Article 5 NATO Medal for Operation EAGLE ASSIST
The official description, eligibility, criteria and history of the Article 5 NATO Medal for Operation EAGLE ASSIST.
Operation EAGLE ASSIST began on 12 October 2001 following the North Atlantic Council’s decision on 4 October to take measures to implement Article 5 of the Washington Treaty. This was done following the terrorist attacks against the United States on 11 September 2001 and the mission’s aim was to assist US Forces to control North American airspace. The mission was deemed complete on 16 May 2002.
Eligibility and criteria
Awarded to NAEW&C crews that have served thirty days continuous or accumulated service in the air space of United States of America, and the air space of North America as tasked by NORAD between 12 October 2001 and 16 May 2002:
- Aircrew will accumulate one day’s service for the first sortie flown of any day in the Area of Operation; additional sorties flown on the same day receive no further credit. This requirement exists for support as well as combat aircraft, support aircraft including tanker, airlift and surveillance platforms.
- NATO strictly applies their medals policy and will not consider requests for initial issue of NATO medals that are submitted more than two years after repatriation from mission area.
- NATO Regulations state that any person who dies or is evacuated because of injuries of medical reasons directly attributable to service is deemed to have satisfied the time criteria.

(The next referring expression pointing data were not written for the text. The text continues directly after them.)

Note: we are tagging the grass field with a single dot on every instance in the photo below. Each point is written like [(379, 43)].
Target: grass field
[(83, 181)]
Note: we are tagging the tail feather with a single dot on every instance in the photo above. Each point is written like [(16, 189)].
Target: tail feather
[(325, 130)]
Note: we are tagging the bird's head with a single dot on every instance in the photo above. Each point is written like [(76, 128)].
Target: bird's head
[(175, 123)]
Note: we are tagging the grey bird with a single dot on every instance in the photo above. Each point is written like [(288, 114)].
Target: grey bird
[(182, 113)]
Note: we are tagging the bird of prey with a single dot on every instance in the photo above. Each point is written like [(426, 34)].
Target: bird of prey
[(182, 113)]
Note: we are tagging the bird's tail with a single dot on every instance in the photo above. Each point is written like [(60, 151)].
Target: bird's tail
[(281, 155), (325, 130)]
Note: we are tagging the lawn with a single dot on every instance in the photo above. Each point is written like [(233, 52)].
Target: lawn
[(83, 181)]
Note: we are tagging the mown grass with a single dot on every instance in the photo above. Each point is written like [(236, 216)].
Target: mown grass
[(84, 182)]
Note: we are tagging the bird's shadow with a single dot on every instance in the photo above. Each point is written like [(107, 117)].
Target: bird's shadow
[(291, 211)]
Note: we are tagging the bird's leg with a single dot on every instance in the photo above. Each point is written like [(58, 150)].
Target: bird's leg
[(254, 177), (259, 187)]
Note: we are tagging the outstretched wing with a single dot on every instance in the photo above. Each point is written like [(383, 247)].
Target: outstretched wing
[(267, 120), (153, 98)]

The Medal is circular in form and made of bronze, and bearing:
- on the obverse, the NATO star set in a wreath of olive leaves; and
- on the reverse, the title "North Atlantic Treaty Organization" and the words "In the service of peace and freedom" in English and French.
- A 12mm bronze ring, which holds the ribbon, passes through a small hollow ball at the top of a claw joined to the top of the medal.

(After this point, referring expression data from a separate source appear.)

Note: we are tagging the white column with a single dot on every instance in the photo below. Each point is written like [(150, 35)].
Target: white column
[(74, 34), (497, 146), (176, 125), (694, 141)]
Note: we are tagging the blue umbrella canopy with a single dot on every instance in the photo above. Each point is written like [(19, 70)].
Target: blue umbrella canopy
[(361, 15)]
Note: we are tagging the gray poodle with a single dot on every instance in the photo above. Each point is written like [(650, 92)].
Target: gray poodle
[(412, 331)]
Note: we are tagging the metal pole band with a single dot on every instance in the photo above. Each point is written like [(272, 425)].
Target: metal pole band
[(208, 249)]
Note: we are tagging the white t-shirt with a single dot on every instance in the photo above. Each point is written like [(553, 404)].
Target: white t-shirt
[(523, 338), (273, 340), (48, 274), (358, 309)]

- The ribbon is dark blue, the colour of NATO with a white strip running down the centre of the ribbon with a gold strip running down the centre of the white strip. The white represents peace and the gold strip signifies that the operation was ordered in accordance with Article 5 of the North Atlantic Treaty.

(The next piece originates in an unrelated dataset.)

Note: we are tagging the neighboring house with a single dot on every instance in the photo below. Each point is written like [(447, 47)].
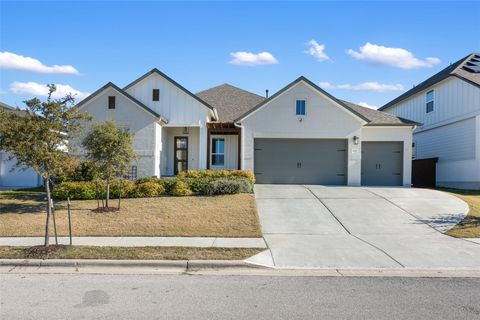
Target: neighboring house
[(12, 176), (301, 134), (448, 105)]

The medal is always issued with a bar, inscribed "ARTICLE 5".
The medal shall be worn in sequence prescribed in the Canadian Orders, Decorations and Medals Directive, and in the following manner:
- on the left breast, suspended from the ribbon described above, after the NATO-FYROM medal and before the NATO ARTICLE FIVE medal for OP ACTIVE ENDEAVOUR medal.
- The bar is worn centered on the ribbon.
The use of a post-nominal is not authorized for this medal.